Cells were lysed and fractionated as described (12). The samples were resolved on 4–20% Tris-glycine gels (Novex). Following transfer, nitrocellulose membranes were blocked with 1% BSA in PBS containing 0.2% Tween 20 (PBST) for 30 min and incubated overnight at 4 °C with primary antibodies. Incubation with HRP-conjugated secondary antibodies was carried out for 1 h at 21 °C and the signal detected by enhanced chemiluminescence (GE Healthcare). Antibodies were diluted in PBST containing 1% BSA and washings carried out with PBST. The antibody dilutions were HT7 (MN1000) at 1:2500; anti-GAPDH (MAB374) at 1:3000; anti-NDP52 (ab68588) at 1:1000; anti-NDP52 (BO1P) at 1:500; anti–galectin-8 (ab183637) at 1:1000; anti-p62 (ab610832) at 1:500; anti-LC3 (NB1000–2220) at 1:500; anti-optineurin (100000) at 1:500; anti-FIP200 (17250–1-AP) at 1:1000; and P4D1 (sc-8017) at 1:1000. Densitometric analysis was performed using ImageJ (Version 1.45s, National Institutes of Health) on at least three independent experiments.
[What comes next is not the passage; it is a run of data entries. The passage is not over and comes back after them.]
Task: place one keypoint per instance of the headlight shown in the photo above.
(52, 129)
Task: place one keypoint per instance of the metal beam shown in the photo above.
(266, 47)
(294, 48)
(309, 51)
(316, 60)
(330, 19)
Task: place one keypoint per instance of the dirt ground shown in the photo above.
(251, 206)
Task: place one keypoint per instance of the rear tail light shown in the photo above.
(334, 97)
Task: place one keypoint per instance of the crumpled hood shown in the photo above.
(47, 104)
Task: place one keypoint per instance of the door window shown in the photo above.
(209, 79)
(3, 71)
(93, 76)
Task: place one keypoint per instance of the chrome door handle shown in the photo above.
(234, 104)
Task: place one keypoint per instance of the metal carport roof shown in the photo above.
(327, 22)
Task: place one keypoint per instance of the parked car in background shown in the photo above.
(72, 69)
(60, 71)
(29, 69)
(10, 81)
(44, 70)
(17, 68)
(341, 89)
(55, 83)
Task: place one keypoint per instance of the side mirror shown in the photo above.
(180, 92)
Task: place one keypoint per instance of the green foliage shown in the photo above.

Immunofluorescence staining

Cells were grown on poly-l-lysine–coated coverslips (BD Biosciences) and fixed with 4% paraformaldehyde for 20 min. For primary mouse cortical neurons, 2% sucrose was included in the fixation buffer. Cells were permeabilized and blocked with PBS containing 0.1% Triton X-100 and 1% BSA for 30 min. Incubation with primary antibodies was carried out overnight at 4 °C, and incubation with Alexa Fluor–conjugated secondary antibodies was carried out for 1 h at 21 °C. Antibodies were diluted in permeabilization/blocking buffer and washings carried out with PBS. The antibody dilutions were AT100 (MN1060) at 1:1000; anti-Rab5 (ab18211) at 1:200; anti-p62 (ab91526) at 1:1000; anti-NDP52 (ab68588) at 1:200; anti-ubiquitin (ab7780) at 1:1000; anti-NDP52 (B01P) at 1:100; and anti–galectin-8 (AF1305) at 1:40. DAPI (Sigma) was used to visualize cell nuclei. Cells were mounted with VECTASHIELD (Vector Laboratories). Images were acquired on a Zeiss-780 confocal microscope with a 63×, 1.4 numerical aperture oil objective. More than 100 cells per coverslip were scored in quantitative assays.

RNAi

Stealth siRNAs (Invitrogen) and siRNA-resistant proteins were used as described (16). HeLa cells were retrovirally transduced with constructs expressing P301S 0N4R tau and siRNA-resistant NDP52 with silent mutations (underlined) (AACTCGACCTCCTCAAGCCAAAGGG). Retroviral supernatants were produced by simultaneous transfection of HEK 293T cells with vesicular stomatitis virus glycoprotein, original gag-pol, and proviral pM6P encoding the proteins using Lipofectamine 2000. Growth medium was added after 16 h and supernatants collected after 48 h. HeLa cells were transduced with 8 μg/ml polybrene (Sigma) using a range of dilutions of retroviral supernatant. After 48 h, transduced cells were selected with 5 μg/ml blasticidin. HeLa cells were transfected with siRNAs in OptiMEM using Lipofectamine 2000. After 4 h, growth medium was added and cells incubated for 3 days prior to seeding with assembled tau. The siRNAs targeted galectin-8 (GGACAAAUUCCAGGUGGCUGUAAAU), NDP52 (UUCAGUUGAAGCAGCUCUGUCUCCC), p62 (GAUCUGCGAUGGCUGCAAU), optineurin (CCACCAGCUGAAAGAAGCCUU), LC3C (GCUUGGCAAUCAGACAAGAGGAAGU), and FIP200 (GGAUUCAGAAUUGAGUGCUCUUGAA).

Statistical analysis

All results are expressed as means ± S.E., and n values refer to the number of independent experiments. Statistical comparisons between groups were performed using the two-tailed Student's t test or by analysis of variance (ANOVA), as detailed in the figure legends. Dunnett's test was used to control for multiple comparisons. GraphPad Prism 7 software was used to perform analyses.

Author contributions

All authors contributed to designing the experiments. B.F. and J.N. conducted the experiments and data analyses. B.F., J. N., H. M., F.R., and M.G. wrote the manuscript.